After a few more minutes, she came out. She flung her arms wide. “Ta-da!” she said. She was wearing an old black bathing suit that must once have been Gracie’s. It was too big for her, and she’d held it in at the waist with a tight belt studded with rhine-stones. She had on dark red lipstick and the pair of scuffed brown boots Gracie had found for her, which struck her midcalf. Her thighs seemed endless and muscular. Her eyes were ringed with black. She carried a ruler.

She walked over to Duncan and stood behind him. She lifted one leg, set her foot on his back, and smacked the ruler on her own open palm. “Speak!” she commanded in a guttural, mock-German voice:
schpik!

Duncan lifted his head and barked several times, mournfully.

“Oh, that’s way too easy,” Fletcher said. “ ‘Domination.’ Dumb, Min, Nation.”

Daisy smiled and lifted her foot off Duncan, dropping out of character abruptly as she stepped back. Duncan rose up to his knees and lifted his hands in mock resignation.

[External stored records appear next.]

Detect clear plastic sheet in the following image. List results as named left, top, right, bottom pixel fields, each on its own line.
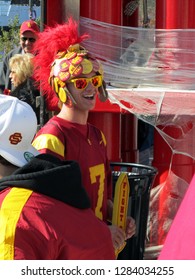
left=80, top=17, right=195, bottom=259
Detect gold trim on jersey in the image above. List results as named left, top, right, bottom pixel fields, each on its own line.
left=0, top=188, right=32, bottom=260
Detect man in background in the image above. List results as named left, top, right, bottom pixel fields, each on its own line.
left=0, top=20, right=40, bottom=93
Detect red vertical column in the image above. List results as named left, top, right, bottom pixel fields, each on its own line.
left=153, top=0, right=195, bottom=244
left=80, top=0, right=138, bottom=162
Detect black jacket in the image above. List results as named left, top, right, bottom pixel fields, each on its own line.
left=0, top=154, right=90, bottom=209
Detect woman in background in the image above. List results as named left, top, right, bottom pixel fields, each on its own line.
left=9, top=53, right=40, bottom=119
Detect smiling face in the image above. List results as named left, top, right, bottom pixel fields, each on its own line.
left=66, top=72, right=102, bottom=111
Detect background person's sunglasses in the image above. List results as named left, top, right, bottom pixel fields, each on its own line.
left=20, top=37, right=36, bottom=43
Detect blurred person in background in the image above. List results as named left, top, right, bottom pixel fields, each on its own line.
left=0, top=20, right=40, bottom=93
left=8, top=53, right=40, bottom=122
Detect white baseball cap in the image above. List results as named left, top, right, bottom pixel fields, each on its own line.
left=0, top=94, right=39, bottom=167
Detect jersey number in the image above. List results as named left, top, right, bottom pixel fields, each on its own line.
left=89, top=164, right=105, bottom=220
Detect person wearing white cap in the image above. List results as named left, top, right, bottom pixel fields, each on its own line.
left=0, top=95, right=115, bottom=260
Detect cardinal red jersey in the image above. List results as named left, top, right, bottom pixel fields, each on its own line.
left=0, top=186, right=115, bottom=260
left=33, top=116, right=112, bottom=221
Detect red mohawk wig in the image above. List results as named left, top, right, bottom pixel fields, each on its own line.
left=34, top=18, right=88, bottom=107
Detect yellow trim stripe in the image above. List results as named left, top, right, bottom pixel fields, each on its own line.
left=0, top=188, right=32, bottom=260
left=32, top=134, right=64, bottom=157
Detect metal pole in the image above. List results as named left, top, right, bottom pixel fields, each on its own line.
left=29, top=0, right=33, bottom=19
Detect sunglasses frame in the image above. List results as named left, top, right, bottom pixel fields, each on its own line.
left=68, top=75, right=103, bottom=90
left=20, top=37, right=36, bottom=43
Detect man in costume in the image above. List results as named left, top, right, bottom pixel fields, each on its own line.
left=33, top=18, right=135, bottom=252
left=0, top=95, right=115, bottom=260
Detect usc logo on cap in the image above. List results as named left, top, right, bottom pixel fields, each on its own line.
left=9, top=132, right=22, bottom=145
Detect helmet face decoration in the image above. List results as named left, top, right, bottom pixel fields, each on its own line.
left=34, top=18, right=108, bottom=103
left=49, top=44, right=103, bottom=102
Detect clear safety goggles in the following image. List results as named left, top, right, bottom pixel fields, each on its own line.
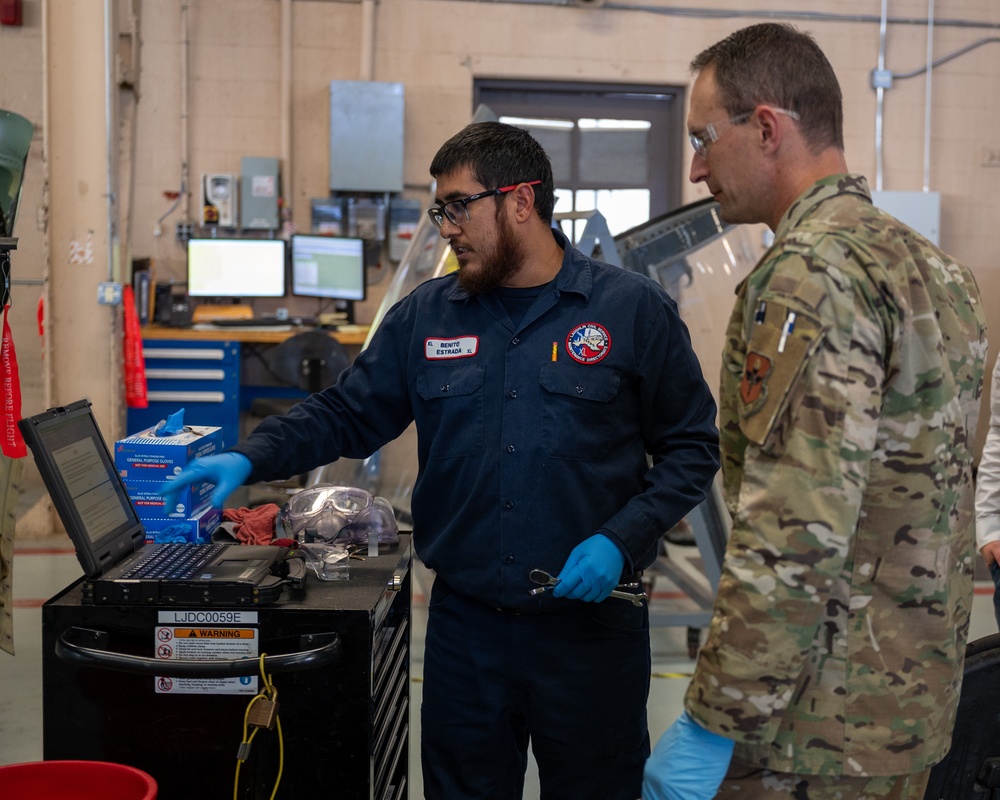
left=277, top=484, right=399, bottom=544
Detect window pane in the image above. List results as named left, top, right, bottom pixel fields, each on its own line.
left=500, top=117, right=575, bottom=183
left=580, top=125, right=649, bottom=186
left=597, top=189, right=649, bottom=236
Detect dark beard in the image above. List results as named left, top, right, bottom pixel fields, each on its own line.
left=458, top=214, right=524, bottom=294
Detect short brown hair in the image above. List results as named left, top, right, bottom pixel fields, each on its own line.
left=691, top=22, right=844, bottom=152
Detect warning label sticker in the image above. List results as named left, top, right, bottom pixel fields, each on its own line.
left=154, top=625, right=260, bottom=694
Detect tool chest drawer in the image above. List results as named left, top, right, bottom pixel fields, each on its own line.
left=127, top=339, right=240, bottom=447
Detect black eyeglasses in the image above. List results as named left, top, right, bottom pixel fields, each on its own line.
left=427, top=181, right=541, bottom=230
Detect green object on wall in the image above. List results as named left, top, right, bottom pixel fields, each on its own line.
left=0, top=109, right=34, bottom=236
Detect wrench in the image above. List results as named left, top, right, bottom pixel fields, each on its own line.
left=528, top=569, right=648, bottom=606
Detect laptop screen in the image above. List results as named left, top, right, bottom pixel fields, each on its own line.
left=19, top=401, right=142, bottom=558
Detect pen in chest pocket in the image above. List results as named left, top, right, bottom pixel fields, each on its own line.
left=778, top=311, right=795, bottom=353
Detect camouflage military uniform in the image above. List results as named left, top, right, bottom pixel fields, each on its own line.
left=685, top=175, right=986, bottom=776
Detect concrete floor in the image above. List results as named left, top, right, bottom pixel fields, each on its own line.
left=0, top=537, right=996, bottom=800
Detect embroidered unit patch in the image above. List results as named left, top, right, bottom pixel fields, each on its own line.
left=566, top=322, right=611, bottom=364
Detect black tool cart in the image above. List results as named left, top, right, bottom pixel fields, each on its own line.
left=42, top=535, right=411, bottom=800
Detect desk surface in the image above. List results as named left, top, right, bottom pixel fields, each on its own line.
left=142, top=325, right=368, bottom=345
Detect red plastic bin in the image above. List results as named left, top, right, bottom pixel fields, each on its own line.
left=0, top=761, right=156, bottom=800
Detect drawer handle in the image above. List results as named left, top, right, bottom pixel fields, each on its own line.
left=146, top=391, right=226, bottom=403
left=146, top=367, right=226, bottom=381
left=142, top=347, right=226, bottom=361
left=55, top=627, right=343, bottom=678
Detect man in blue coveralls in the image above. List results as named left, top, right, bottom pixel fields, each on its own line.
left=164, top=122, right=718, bottom=800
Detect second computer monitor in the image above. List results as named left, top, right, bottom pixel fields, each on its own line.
left=292, top=234, right=365, bottom=301
left=187, top=239, right=285, bottom=299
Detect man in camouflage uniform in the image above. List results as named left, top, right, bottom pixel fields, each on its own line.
left=643, top=24, right=986, bottom=800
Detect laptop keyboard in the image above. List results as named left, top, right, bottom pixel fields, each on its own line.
left=122, top=542, right=226, bottom=580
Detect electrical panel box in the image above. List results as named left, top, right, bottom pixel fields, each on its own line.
left=240, top=156, right=281, bottom=231
left=872, top=191, right=941, bottom=244
left=330, top=81, right=403, bottom=192
left=201, top=172, right=239, bottom=228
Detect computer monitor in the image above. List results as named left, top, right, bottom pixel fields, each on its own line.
left=292, top=234, right=365, bottom=301
left=187, top=239, right=285, bottom=298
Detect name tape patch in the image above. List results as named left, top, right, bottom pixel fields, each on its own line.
left=424, top=336, right=479, bottom=361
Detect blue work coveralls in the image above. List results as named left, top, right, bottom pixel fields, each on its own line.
left=234, top=231, right=718, bottom=800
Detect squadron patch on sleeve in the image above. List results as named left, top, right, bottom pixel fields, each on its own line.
left=566, top=322, right=611, bottom=364
left=424, top=336, right=479, bottom=361
left=740, top=350, right=772, bottom=417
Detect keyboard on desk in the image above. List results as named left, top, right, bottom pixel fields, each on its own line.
left=122, top=542, right=225, bottom=580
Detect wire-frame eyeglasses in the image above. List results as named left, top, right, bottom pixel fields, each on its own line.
left=427, top=181, right=541, bottom=230
left=688, top=106, right=799, bottom=158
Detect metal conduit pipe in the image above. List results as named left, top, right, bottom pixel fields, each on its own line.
left=875, top=0, right=889, bottom=192
left=451, top=0, right=1000, bottom=30
left=924, top=0, right=934, bottom=192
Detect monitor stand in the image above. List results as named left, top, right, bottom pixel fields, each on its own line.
left=319, top=300, right=354, bottom=325
left=191, top=303, right=253, bottom=323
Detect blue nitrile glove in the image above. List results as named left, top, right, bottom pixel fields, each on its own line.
left=160, top=453, right=253, bottom=508
left=552, top=533, right=625, bottom=603
left=642, top=711, right=736, bottom=800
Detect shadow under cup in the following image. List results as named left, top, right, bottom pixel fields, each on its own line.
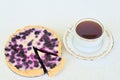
left=73, top=19, right=104, bottom=52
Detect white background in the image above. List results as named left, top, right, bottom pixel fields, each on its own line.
left=0, top=0, right=120, bottom=80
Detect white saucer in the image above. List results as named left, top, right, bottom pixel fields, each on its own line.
left=63, top=27, right=114, bottom=60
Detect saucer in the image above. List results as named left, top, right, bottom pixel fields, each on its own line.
left=63, top=29, right=114, bottom=60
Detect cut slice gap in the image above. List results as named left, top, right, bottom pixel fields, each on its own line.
left=33, top=47, right=47, bottom=74
left=33, top=47, right=64, bottom=77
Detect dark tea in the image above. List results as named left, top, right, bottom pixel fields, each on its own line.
left=76, top=21, right=102, bottom=39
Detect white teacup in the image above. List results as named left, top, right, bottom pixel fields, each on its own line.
left=69, top=18, right=104, bottom=53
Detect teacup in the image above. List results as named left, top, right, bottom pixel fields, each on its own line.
left=69, top=18, right=104, bottom=53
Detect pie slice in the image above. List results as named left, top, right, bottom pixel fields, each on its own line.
left=5, top=26, right=64, bottom=77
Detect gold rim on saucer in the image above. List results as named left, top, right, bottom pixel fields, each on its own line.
left=63, top=29, right=114, bottom=60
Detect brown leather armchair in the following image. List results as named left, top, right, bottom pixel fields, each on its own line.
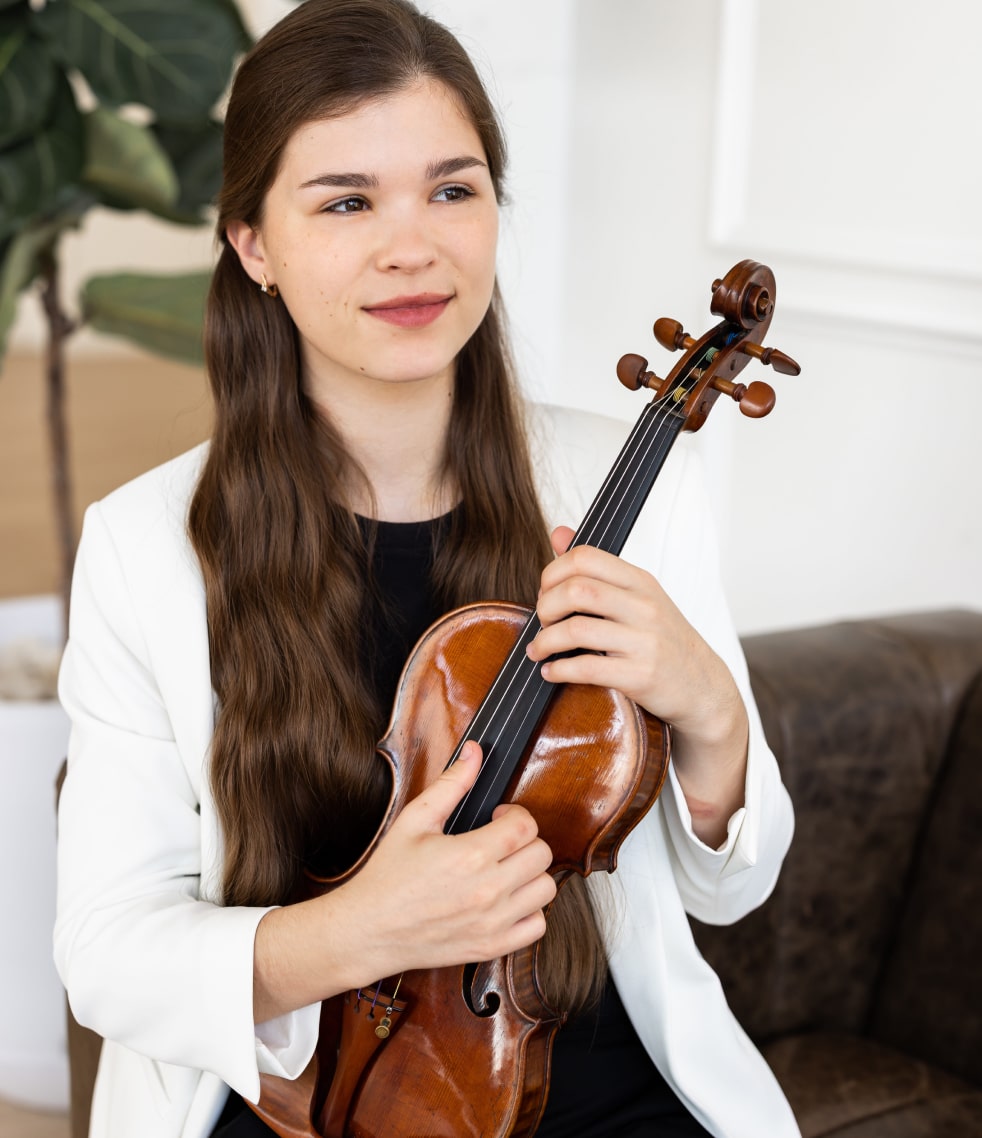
left=693, top=612, right=982, bottom=1138
left=69, top=612, right=982, bottom=1138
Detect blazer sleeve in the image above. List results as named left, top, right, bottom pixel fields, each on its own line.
left=624, top=439, right=793, bottom=924
left=55, top=504, right=316, bottom=1100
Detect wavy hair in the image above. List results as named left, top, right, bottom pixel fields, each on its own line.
left=189, top=0, right=604, bottom=1007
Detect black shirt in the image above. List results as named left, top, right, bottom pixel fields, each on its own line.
left=213, top=519, right=708, bottom=1138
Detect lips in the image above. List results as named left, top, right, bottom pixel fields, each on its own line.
left=364, top=292, right=453, bottom=328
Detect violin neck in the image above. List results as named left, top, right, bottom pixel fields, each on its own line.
left=570, top=395, right=685, bottom=555
left=445, top=397, right=685, bottom=834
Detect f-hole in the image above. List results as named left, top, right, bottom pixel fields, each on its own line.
left=461, top=964, right=501, bottom=1020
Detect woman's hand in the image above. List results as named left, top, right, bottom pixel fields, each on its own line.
left=254, top=742, right=555, bottom=1023
left=528, top=526, right=749, bottom=847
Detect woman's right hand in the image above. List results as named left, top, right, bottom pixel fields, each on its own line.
left=254, top=742, right=555, bottom=1023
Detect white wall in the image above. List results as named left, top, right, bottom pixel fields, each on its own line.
left=9, top=0, right=982, bottom=630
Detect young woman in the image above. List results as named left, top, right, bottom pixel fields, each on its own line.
left=56, top=0, right=798, bottom=1138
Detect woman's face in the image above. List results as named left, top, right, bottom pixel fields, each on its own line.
left=228, top=80, right=497, bottom=402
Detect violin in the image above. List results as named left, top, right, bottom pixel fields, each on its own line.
left=245, top=261, right=800, bottom=1138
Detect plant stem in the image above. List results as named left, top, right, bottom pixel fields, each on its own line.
left=39, top=249, right=75, bottom=635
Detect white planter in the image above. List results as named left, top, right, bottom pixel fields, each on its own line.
left=0, top=597, right=68, bottom=1110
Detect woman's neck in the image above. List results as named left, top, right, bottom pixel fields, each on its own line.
left=311, top=368, right=456, bottom=521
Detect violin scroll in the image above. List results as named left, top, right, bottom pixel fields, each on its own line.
left=617, top=261, right=801, bottom=430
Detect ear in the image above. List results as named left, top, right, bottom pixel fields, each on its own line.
left=225, top=221, right=275, bottom=285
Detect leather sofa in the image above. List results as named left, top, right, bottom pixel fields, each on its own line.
left=693, top=612, right=982, bottom=1138
left=61, top=612, right=982, bottom=1138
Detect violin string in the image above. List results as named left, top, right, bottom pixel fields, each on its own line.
left=451, top=386, right=678, bottom=824
left=448, top=393, right=665, bottom=825
left=448, top=386, right=678, bottom=825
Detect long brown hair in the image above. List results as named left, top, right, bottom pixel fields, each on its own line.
left=189, top=0, right=603, bottom=1006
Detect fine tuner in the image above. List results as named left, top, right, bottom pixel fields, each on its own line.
left=617, top=261, right=801, bottom=430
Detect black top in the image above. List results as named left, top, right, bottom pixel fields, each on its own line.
left=212, top=519, right=708, bottom=1138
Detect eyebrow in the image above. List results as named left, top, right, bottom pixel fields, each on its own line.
left=299, top=155, right=487, bottom=190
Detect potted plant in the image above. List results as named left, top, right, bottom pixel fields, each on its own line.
left=0, top=0, right=249, bottom=1106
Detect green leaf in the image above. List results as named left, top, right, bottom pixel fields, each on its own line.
left=82, top=107, right=179, bottom=209
left=0, top=206, right=84, bottom=358
left=0, top=11, right=58, bottom=150
left=34, top=0, right=249, bottom=123
left=82, top=270, right=212, bottom=363
left=151, top=119, right=222, bottom=224
left=0, top=75, right=84, bottom=232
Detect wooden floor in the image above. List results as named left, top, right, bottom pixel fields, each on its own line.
left=0, top=352, right=211, bottom=597
left=0, top=1099, right=68, bottom=1138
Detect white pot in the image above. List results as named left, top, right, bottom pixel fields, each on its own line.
left=0, top=597, right=68, bottom=1110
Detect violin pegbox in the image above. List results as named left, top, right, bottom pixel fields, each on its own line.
left=617, top=261, right=801, bottom=430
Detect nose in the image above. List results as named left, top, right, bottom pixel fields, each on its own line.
left=378, top=207, right=437, bottom=273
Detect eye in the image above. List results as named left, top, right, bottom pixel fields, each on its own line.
left=323, top=193, right=369, bottom=213
left=434, top=184, right=475, bottom=201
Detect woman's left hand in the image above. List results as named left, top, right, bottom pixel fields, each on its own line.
left=528, top=526, right=749, bottom=846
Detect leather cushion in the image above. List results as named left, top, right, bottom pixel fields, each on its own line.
left=764, top=1033, right=982, bottom=1138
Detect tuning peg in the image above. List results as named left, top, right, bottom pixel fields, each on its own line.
left=654, top=316, right=695, bottom=352
left=740, top=340, right=801, bottom=376
left=710, top=377, right=777, bottom=419
left=617, top=352, right=663, bottom=391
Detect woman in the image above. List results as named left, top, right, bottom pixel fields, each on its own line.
left=56, top=0, right=798, bottom=1138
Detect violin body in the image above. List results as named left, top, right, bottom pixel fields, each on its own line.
left=249, top=604, right=668, bottom=1138
left=253, top=261, right=800, bottom=1138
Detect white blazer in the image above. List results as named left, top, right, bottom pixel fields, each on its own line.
left=55, top=407, right=799, bottom=1138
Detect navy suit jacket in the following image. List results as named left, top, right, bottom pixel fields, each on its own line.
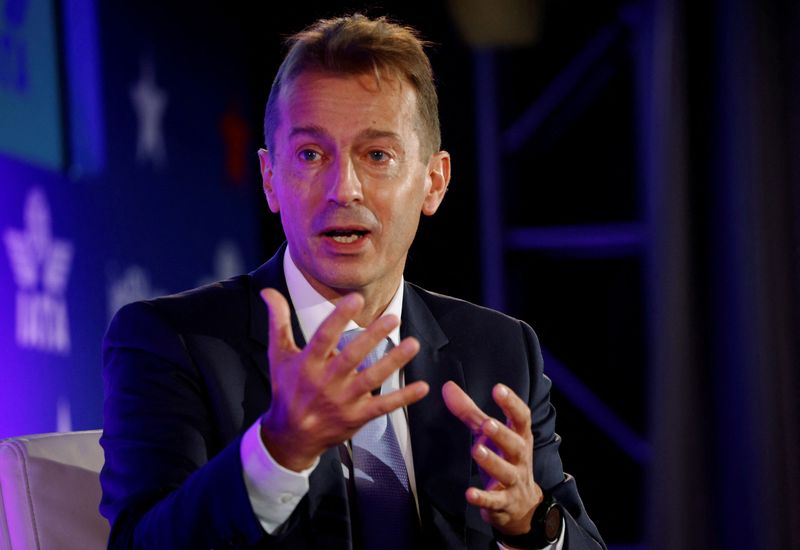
left=100, top=249, right=604, bottom=550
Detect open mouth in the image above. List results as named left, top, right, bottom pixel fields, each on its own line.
left=323, top=229, right=368, bottom=244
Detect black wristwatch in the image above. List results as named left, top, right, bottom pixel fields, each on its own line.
left=494, top=497, right=564, bottom=548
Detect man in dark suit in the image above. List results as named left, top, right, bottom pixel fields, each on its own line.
left=101, top=12, right=604, bottom=549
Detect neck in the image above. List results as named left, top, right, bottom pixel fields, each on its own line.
left=306, top=278, right=401, bottom=328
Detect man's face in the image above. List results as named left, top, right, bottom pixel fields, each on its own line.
left=259, top=72, right=450, bottom=300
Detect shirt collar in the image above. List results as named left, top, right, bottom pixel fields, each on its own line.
left=283, top=247, right=404, bottom=346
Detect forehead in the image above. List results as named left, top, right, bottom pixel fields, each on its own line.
left=278, top=72, right=419, bottom=138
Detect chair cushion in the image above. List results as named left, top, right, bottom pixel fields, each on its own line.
left=0, top=430, right=109, bottom=550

Mark had looked at Eva when Daisy first walked out. He’d seen that she was as startled as he was by their daughter’s appearance. He looked at her again now and saw that her lips were primmed and tight, her nostrils pink. She was angry. But at whom? At Daisy? At Duncan? Somehow Mark felt she might be angry at him, but he couldn’t think why.

But now Gracie was standing up and herding them outside again to wait for the cake. Daisy was about to follow them, still in her costume, but Gracie caught her. “You better change, honey. It’s hard on these old geezers to have you wandering around like that.”

“Woof,” said Duncan at the door, grinning at Gracie and Daisy.

Daisy went back to the kitchen, and they trailed out into the darkness, where the candles jumped and flickered in their glass bells on the table. The air was lighter, cooler, than it had been all day.

Mark was behind Eva. She sat down next to Duncan at the table, turned her fierce face to him, and said, “Whose idea was that?”

Duncan’s lips curved slightly. “Oh my dear, clearly what you mean to say is ‘Whose
bad
idea was that?’ ”

“You bet I do.”

There was a silence. Duncan shrugged. “We were
playing
a
game
,” he explained, his diction as pronounced as though he were speaking to a child.

Eva turned to Maria. “How could you let her?” she asked.